# My Cupcakes are Flat! Why?



## rosemary_2009

Okay, so I've made Strawberry cupcakes twice and both times they have come out flat, why? What am I doing wrong? I followed the recipe. It called for 2tsp of Baking Powder, was that too much? Did I over bake them? Please, any feedback is greatly appreciated!

Also, does anyone have a good recipe for Strawberry Cupcakes?


----------



## jfield

Would need to see your recipe and your procedure to say for sure. One thing to check--is your baking powder out of date? Put some in some warm water and stir. It should bubble vigorously. If not, pitch it and buy new.


----------



## rosemary_2009

Here's the recipe:
1 cup (2 sticks) butter, softened
1 1/4 cups granulated sugar
4 eggs
1 Tsp of Vanilla
2 3/4 cups all-purpose flour 
2 1/2 teaspoons baking powder 
1/2 cup milk 
1 pkg (10 ounces) frozen strawberries in syrup thawed


----------



## jfield

And your procedure? How do you incorporate all the ingredients? Especially the strawberries. Sorry for the questions, but I (or anyone else) will need to know what you have been doing so we can figure out where it all went south for you.


----------



## chefraz

did it say to sift the dry ingredents together? that and the temp of the oven could be the cause.


----------



## rosemary_2009

Preheat oven to 350°F. In medium bowl, beat butter and sugar with electric mixer until light and fluffy.
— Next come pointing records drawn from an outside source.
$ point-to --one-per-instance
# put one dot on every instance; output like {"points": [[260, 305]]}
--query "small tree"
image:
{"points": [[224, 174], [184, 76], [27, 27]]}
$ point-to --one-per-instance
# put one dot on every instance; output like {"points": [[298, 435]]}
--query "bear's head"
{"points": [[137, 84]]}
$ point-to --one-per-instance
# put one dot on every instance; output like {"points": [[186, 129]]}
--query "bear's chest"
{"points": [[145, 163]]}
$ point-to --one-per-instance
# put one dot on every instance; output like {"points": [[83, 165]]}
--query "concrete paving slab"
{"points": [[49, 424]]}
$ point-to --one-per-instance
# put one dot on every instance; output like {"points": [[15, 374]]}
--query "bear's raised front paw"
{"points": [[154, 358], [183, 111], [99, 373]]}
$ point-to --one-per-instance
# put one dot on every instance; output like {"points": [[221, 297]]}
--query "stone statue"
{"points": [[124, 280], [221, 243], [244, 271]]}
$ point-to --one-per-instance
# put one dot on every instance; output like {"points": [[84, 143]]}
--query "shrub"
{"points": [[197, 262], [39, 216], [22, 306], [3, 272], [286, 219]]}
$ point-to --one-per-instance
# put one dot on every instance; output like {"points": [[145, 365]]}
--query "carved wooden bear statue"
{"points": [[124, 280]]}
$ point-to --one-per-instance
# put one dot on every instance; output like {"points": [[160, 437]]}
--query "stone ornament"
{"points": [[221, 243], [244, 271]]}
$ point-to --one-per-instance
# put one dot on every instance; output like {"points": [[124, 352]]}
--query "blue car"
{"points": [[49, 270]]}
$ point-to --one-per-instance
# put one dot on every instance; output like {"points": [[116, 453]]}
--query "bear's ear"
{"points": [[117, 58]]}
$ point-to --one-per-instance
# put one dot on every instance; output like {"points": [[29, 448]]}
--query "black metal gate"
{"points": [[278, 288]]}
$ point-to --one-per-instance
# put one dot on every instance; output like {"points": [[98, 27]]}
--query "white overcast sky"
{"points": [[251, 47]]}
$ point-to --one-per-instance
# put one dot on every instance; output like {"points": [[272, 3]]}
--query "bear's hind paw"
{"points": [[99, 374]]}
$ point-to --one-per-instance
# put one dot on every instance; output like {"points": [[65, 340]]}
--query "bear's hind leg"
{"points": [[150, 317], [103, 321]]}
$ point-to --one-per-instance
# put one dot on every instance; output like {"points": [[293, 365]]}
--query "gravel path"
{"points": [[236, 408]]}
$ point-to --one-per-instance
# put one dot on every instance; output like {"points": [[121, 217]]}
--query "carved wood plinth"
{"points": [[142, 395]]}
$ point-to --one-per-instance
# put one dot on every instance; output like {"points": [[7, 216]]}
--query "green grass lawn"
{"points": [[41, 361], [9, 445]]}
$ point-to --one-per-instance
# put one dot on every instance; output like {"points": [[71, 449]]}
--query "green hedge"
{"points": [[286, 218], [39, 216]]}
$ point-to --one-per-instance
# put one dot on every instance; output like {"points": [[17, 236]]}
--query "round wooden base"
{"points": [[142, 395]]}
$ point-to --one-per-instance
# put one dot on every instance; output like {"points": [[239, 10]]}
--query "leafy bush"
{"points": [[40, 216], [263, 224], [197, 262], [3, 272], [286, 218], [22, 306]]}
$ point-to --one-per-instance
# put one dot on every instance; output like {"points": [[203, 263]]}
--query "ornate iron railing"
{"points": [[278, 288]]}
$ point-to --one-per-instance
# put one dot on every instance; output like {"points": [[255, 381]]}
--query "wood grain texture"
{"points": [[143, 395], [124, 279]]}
Add eggs, one at a time, and vanilla; mix well. Combine flour and baking powder. Alternately add flour mixture and milk, mixing well after each addition. Fold in strawberries. Pour batter into prepared pan. Bake 20-25 minutes or until toothpick inserted comes out clean. Cool 10 minutes in pan on rack; remove and cool completely before decorating.


----------



## jfield

Sounds like a straight-up creaming method.

A couple of things to remember--if your butter is too soft, it won't hold any air bubbles during the initial creaming stage. If it's too cold, it won't be plastic enough to hold any bubbles. Make sure your milk, eggs, strawberries and butter are all at cool room temperature, about 68 degrees, F. If you add cold milk, eggs or strawberries on top of nicely creamed butter, it will just re-harden and not hold air. 

Ingredient temperature is critical. You can probably go 2 3/4 teaspoons for the baking powder, but the temp at which you cream the fat and sugar, add the eggs and then liquid is extremely important. 

Also, when you cream, cream the butter alone for a minute or two. Then, add the sugar and cream for about 5 minutes on medium speed. 

Make sure the mixture stays cool. If it starts to warm up, put the bowl in the fridge for a few minutes to keep your ingredients at or near 68 degrees, F.

By the way, your initial email said that the recipe called for 2 teaspoons of baking powder, yet the recipe as you posted it calls for 2 1/2 teaspoons. If you only added two, your cupcakes could have been a little dense.

Hope this helps, and good luck with the cupcakes.


----------



## rosemary_2009

Thanks so much! I realized that I had only added 2 tsp. of baking powder.. so I'll make sure next time I add the correct amount. I will try chocolate cupcakes today. Any recommendations for chocolate cupcakes?


----------



## jfield

If you can find a recipe made with cocoa powder and water, that will give you the most chocolatey flavor since milk tends to mellow out "chocolateyness."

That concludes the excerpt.